Rather surprisingly, given his general hostility towards the public relations industry, Johnson is married to one of the biggest publicists in Manhattan: Nadine Johnson. Born in Belgium, and carrying an air of seasoned, European sophistication, Nadine hardly seems the most suitable match for Johnson, who likes nothing more than to hunker down with his buddies in front of the TV and watch the Nicks take on the Lakers. In fact, they compliment each other rather well--too well, some would say. Nadine Johnson's competitors--and the world of New York publicists is even more factious than the world of New York gossip columnists--claim that, thanks to her husband, her clients get an easy ride on Page Six. "In a city that runs on questionable relationships, this probably is the most conspicuous," complains a rival publicist.

Christopher Mason, a New York-based British journalist who knows both the Johnsons well, dismisses this charge as nonsense. "I can't tell you the number of times I've heard Nadine complain that she's pleaded with Richard to run something and he's just ignored her," says Mason. "Richard has this macho, cannot-be-bought attitude, and this extends to his wife."

For his part, Johnson complains that the attempts to corrupt him are nearly always laughably inept. For instance, Playboy recently invited him to have dinner with a Playmate, but she arrived at the restaurant with a retinue that included her mother and two publicists. "It's tough trying to take advantage of someone if they show up with their mother," he says. In general, he resists offers of free meals because they end up costing far more than the ones he has to pay for. "It's such a pain in the arse to have the publicist call you up afterwards trying to get you to run some shitty item on the restaurant," he grumbles.

Not all of Johnson's time is spent fielding telephone calls from flaks. Of the hundred or so calls he gets a day, at least one will contain something of real value. One of the main reasons Page Six has become such an institution is because it runs stories that get picked up by the rest of the media. For instance, it broke the news that Steve Ross, the chairman of Time Warner, had cancer and it has consistently scooped its rivals with every twist in Donald Trump's love life.
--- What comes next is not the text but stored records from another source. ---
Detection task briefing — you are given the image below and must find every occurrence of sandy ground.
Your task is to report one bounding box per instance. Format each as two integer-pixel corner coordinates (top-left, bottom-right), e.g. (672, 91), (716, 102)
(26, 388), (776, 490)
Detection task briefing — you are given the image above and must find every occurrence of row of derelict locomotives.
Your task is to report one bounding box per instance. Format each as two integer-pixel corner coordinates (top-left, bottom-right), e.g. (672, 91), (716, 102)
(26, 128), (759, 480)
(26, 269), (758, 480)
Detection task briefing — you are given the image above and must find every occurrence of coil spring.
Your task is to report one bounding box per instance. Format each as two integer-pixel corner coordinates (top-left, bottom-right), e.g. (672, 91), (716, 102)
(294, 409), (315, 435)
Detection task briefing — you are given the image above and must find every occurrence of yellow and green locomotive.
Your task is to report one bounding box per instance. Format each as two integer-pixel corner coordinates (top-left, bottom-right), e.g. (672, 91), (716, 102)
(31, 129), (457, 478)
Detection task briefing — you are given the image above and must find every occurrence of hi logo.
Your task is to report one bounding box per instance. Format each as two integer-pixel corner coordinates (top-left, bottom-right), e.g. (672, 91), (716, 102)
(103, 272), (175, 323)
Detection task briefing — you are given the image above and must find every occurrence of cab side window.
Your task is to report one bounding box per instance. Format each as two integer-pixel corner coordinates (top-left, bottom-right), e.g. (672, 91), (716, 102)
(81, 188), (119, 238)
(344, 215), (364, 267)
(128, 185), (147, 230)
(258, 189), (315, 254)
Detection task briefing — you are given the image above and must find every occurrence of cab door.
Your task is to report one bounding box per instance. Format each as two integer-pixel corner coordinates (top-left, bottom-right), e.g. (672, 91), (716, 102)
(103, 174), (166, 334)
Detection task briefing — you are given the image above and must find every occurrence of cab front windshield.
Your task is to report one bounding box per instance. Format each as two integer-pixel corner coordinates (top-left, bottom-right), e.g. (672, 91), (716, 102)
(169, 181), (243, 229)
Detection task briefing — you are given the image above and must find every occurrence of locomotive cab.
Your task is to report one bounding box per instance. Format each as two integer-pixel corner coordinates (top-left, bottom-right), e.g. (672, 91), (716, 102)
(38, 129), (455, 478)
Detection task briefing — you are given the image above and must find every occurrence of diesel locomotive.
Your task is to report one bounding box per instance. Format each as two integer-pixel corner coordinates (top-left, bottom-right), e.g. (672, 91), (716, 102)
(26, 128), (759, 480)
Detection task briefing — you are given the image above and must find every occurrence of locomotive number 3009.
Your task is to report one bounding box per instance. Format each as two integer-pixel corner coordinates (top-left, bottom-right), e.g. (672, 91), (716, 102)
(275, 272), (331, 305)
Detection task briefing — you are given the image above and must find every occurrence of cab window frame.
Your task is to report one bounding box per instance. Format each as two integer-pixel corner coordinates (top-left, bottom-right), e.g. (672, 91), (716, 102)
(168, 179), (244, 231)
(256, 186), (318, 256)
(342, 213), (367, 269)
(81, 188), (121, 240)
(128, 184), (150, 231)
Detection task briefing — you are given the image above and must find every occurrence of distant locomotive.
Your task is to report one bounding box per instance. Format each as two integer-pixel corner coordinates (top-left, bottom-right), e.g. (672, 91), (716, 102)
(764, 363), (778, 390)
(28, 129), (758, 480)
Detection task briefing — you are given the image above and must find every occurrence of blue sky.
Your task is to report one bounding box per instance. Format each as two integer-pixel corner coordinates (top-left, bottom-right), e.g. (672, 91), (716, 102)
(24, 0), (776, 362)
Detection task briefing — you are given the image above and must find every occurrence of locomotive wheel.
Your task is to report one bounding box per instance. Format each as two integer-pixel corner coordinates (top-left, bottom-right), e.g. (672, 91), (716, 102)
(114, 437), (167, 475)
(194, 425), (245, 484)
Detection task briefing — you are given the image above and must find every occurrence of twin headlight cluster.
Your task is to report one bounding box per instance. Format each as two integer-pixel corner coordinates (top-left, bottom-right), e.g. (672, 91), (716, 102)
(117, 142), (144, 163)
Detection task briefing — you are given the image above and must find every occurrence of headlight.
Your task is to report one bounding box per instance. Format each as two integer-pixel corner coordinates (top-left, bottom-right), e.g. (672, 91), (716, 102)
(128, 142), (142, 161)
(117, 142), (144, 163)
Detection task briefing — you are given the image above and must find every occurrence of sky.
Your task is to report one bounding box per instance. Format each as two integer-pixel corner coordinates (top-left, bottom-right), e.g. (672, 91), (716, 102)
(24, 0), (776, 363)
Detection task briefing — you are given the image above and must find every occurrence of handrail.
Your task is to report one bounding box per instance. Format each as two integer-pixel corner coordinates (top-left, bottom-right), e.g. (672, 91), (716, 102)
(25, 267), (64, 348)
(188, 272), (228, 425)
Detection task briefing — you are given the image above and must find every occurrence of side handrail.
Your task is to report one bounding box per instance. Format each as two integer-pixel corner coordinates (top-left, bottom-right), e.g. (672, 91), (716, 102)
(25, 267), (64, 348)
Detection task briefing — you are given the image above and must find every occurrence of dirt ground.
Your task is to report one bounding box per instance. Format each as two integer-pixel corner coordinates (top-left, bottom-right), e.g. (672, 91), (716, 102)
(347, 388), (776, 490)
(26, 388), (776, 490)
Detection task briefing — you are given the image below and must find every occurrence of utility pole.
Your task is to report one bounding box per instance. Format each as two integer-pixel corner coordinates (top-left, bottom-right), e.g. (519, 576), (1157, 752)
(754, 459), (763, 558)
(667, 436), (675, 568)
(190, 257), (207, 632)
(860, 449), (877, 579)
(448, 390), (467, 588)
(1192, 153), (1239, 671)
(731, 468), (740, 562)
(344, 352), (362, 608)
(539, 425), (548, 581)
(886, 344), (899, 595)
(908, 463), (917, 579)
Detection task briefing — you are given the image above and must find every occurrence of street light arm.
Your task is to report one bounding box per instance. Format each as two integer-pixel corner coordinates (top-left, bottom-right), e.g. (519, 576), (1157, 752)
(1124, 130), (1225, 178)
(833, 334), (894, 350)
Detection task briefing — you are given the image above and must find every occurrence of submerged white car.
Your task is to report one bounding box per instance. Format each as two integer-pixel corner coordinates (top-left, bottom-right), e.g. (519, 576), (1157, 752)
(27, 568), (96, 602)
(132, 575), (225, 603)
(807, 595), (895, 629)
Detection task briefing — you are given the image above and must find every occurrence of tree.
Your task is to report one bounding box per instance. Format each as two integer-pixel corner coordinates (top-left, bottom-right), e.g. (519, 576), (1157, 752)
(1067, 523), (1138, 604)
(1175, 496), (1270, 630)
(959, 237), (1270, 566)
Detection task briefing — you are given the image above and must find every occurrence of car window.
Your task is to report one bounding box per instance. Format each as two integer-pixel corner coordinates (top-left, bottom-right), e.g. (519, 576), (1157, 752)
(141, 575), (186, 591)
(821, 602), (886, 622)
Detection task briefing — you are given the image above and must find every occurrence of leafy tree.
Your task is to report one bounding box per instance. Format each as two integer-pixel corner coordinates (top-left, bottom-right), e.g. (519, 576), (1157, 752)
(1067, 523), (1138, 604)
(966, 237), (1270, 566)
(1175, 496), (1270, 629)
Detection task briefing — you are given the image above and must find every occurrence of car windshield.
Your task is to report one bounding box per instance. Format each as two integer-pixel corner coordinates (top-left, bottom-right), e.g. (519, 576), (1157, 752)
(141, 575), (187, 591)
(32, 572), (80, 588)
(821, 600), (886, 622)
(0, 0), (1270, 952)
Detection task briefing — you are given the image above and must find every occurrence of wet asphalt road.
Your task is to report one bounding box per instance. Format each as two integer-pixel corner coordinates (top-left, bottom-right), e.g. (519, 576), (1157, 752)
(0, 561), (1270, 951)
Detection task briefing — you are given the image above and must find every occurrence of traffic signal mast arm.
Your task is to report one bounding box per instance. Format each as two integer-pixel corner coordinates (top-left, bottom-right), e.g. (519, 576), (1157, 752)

"People buy The Post for Page Six," says Andrew Neil, the editor of The Scotsman, who makes a point of reading the column every day on the Web. "There is no gossip column in Britain now that has that kind of cachet. It also has the benefit that most of what's in it turns out to be accurate."

Gossip used to be looked down upon by most American journalists as a frivolous, unsavory alternative to hard news-but not any more. During the Clinton era, which has seen America rocked by a succession of scandals, gossip has come to occupy a pivotal position in the American news cycle. After all, it was the Internet gossip columnist Matt Drudge who broke the news of Monica Lewinsky's affair with the President. As Liz Smith says, "Gossip is just news wearing a red dress and running ahead of the pack". When that dress has a seamen stain on it, so much the better.

One of Johnson's most recent triumphs came during Barbara Walters' interview with Monica Lewinsky, a television event that had half the couch potatoes in America riveted to their easy chairs. At one point, Walters asked Lewinsky what it was like being referred to as "the portly pepperpot". As any fans of Page Six in the audience instantly knew, this was a phrase coined by the gossip hunk.

The day after Johnson's appearance on The Howard Stern Show, a fruit basket arrived at The New York Post stuffed with wines, cheeses and chocolates. It was accompanied by a note which read: "Thanks for being such a good sport. Alec Baldwin." With typical bravado, Johnson rejected this peace offering. He ran an item in the following day's column under the heading 'Hey, smart Alec: the fruit's a flop'. "Despite your low opinion of journalists," Johnson wrote, "we can't be bought off so easily. Vampires need blood, not chocolate."